---
title: "An Alternative Majorization for Multidimensional Scaling"
author: "Jan de Leeuw"
date: "Version April 09, 2018"
output:
html_document:
keep_md: yes
number_sections: yes
toc: yes
pdf_document:
keep_tex: yes
number_sections: yes
toc: yes
toc_depth: 3
fontsize: 12pt
graphics: yes
bibliography: cmds.bib
abstract: The Cauchy-Schwartz majorization of the distance function in SMACOF is replaced by a majorization of the squared distance function. This leads to an interesting SMACOF alternative, which we call SMOCAF.
---
Note: This is a working paper which will be expanded/updated frequently. All suggestions for improvement are welcome. The directory [gifi.stat.ucla.edu/cmds](http://gifi.stat.ucla.edu/cmds) has a pdf version, the bib file, the complete Rmd file with the code chunks, and the R source code.
#Introduction
The (Euclidean, metric, least squares) multidimensional scaling or MDS problem is a special case of a nonconvex optimization problem in which we minimize a function of the form
$$
f(x)\mathop{=}\limits^{\Delta}1 + \frac12 x'x - \sum_{i=1}^n \sqrt{x'A_ix},
$$
where the $A_i$ are given positive semi-definite matrices. Because the third term on the right, the one with the square root, is convex, the problem is a DC-problem (@lethi_tao_18), i.e. the minimization of the difference of two convex functions, one of which is quadratic and one of which is not differentiable at some points. We do not really have to worry about non-differentiability, because of the result in @deleeuw_A_84f.
#SMACOF
The SMACOF algorithm (@deleeuw_C_77, @deleeuw_heiser_C_77, @deleeuw_mair_A_09c) to minimize the MDS objective function $f$ is a majorization algorithm (@deleeuw_C_94c), currently more commonly known as an MM algorithm (@lange_16). It is based on the Cauchy-Schwarz inequality
$$
\sqrt{x'A_ix\ y'A_iy}\geq x'A_iy.
$$
Define
$$
e_i(x)\mathop{=}\limits^{\Delta}\begin{cases}(x'A_ix)^{-\frac12}&\text{ if }x'A_ix\not= 0,\\
0&\text{ otherwise }.\end{cases}
$$
and
$$
g(x,y)\mathop{=}\limits^{\Delta}1+\frac12 x'x -\sum_{i=1}^ne_i(y)x'A_iy,
$$
then we have the basic majorization relations $f(x)\leq g(x,y)$ and $f(x)=g(x,x)$. Thus step $k$ in the iterative algorithm minimizes $g(x,x^{(k)})$ over $x$, which leads to the convergent algorithm
$$
x^{(k+1)}=\sum_{i=1}^ne_i(x^{(k)})A_ix^{(k)}.
$$
#SMOCAF
For our alternative majorization we use the inequality
$$
x'A_ix\geq 2x'A_iy-y'A_iy.
$$
Define the polyhedral convex set $\mathcal{C}(y)$ of all $x$ such that $2x'A_iy-y'A_iy\geq 0$
for all $i$. Clearly $y\in\mathcal{C}(y)$, and thus $\mathcal{C}(y)$ is non-empty. Also define
$$
h(x,y)\mathop{=}\limits^{\Delta}1+\frac12 x'x-\sum_{i=1}^n\sqrt{2x'A_iy-y'A_iy},
$$
for all $x\in\mathcal{C}(y)$. Because the square root of a non-negative linear form is concave, minimizing $h(x,x^{(k)})$ over $x\in\mathcal{C}(x^{(k)})$ is a convex problem with linear constraints and leads to a convergent MM algorithm, which we call SMOCAF.

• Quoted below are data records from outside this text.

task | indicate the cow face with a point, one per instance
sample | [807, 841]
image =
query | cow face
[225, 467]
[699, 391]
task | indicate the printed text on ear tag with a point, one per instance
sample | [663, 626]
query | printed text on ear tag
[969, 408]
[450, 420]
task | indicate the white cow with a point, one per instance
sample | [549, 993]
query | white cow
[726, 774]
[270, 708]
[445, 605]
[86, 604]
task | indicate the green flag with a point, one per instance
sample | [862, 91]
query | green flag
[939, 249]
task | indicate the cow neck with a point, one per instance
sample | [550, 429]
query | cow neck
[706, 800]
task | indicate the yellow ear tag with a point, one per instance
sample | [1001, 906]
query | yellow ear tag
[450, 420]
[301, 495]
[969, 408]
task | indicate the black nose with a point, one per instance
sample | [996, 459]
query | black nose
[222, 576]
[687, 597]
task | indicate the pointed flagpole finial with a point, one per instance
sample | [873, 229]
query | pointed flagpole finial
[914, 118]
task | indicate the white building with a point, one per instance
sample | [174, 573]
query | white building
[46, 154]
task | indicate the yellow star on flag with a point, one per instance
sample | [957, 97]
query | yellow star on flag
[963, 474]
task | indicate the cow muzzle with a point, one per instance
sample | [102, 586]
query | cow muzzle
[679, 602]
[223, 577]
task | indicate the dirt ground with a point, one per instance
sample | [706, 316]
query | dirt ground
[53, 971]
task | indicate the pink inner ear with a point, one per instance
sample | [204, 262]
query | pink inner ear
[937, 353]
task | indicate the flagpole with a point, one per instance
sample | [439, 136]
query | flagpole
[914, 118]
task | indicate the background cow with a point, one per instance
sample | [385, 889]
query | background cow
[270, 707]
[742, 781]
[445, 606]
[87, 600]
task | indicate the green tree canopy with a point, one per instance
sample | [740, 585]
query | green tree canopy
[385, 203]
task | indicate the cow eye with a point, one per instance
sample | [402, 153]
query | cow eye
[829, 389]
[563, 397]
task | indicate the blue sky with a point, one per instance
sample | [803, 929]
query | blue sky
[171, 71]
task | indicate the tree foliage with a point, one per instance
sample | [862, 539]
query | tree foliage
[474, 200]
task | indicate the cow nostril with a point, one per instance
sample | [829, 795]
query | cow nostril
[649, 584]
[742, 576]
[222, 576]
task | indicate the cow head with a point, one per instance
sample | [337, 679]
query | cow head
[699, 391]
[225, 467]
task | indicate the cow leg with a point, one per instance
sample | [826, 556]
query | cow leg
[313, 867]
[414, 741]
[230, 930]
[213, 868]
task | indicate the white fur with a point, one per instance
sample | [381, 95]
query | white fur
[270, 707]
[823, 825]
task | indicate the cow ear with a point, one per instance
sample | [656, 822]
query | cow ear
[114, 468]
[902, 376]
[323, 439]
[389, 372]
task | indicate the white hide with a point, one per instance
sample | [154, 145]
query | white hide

Of course a SMOCAF step is inherently more complicated than a SMACOF step. The idea is interesting, at least to me, because the SMOCAF algorithm solves a sequence of convex programming problems in which the constraint set changes over iterations.
#Example
We try out both SMACOF and SMOCAF on a simple example, where there are 10 matrices $A_i$,
all covariance matrices of a 20 by 5 matrix filled with random standard normals. The SMOCAF iterations are implemented using `constrOptim()` from base R, which uses a logarithmic barrier
method for the convex programming step. Since we have very good initial estimates, and we do not really have to iterate until convergence within each step, I assume the SMOCAF implementation can be made much more efficient. In addition, acceleration techniques specific to DC programming, such as the one discussed in @artacho_fleming_vuong_17, could be applied. Or general acceleration techniques, discussed recently in great detail in @sidi_17. But optimal speed is not what interests us here.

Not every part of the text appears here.